Kinishba Ruins

Kinishba Ruins is a sprawling, 600-room great house archaeological site in eastern Arizona and is administered by the Southern Athabaskan-speaking White Mountain Apache Tribe of the nearby Fort Apache Indian Reservation. As it demonstrates a combination of indigenous Mogollon and Anasazi cultural traits, archeologists consider it ancestral to the peoples of both the Hopi and Zuni cultures.

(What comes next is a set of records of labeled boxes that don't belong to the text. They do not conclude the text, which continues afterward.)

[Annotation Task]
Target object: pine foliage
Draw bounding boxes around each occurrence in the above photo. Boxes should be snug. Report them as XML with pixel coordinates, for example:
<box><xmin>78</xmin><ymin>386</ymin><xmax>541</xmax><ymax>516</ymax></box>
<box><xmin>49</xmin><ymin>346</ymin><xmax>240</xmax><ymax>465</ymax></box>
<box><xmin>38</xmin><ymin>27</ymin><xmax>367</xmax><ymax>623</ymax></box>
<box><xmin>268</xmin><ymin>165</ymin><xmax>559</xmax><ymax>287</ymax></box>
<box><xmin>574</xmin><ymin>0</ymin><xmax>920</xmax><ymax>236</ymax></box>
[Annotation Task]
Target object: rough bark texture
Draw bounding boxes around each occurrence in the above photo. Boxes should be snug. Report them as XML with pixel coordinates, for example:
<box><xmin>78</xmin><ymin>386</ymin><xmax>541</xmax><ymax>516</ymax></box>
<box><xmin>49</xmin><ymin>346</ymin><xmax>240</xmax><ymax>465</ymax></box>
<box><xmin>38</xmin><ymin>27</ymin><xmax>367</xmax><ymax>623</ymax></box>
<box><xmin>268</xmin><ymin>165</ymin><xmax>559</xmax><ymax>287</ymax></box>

Kinishba is located at 5,000 feet above a pine-fringed alluvial valley, near Whiteriver, Arizona, the seat of government for the White Mountain Apache Tribe. The first European to write about it was Adolph Bandelier in 1892, who was a pioneering archaeologist. From 1931 to 1940, the archeologist Dr. Byron Cummings, Director of the Arizona State Museum and head of the Department of Archeology at the University of Arizona, led a team of archaeology students and Apache over several seasons to excavate and restore Kinishba. He named the site, derived from the Apache words: ki datbaa, meaning "brown house." The teams also built a pueblo-style museum and visitor's center, as Cummings envisioned it as a destination to help with economic development of the area. Cummings hoped Kinishba would be declared a national monument and taken under National Park Service management, but did not succeed in this.

In 1964, the NPS designated the site as a National Historic Landmark, by which time it had fallen into disrepair. The ruins received limited cleanup and restoration in 2005-2007.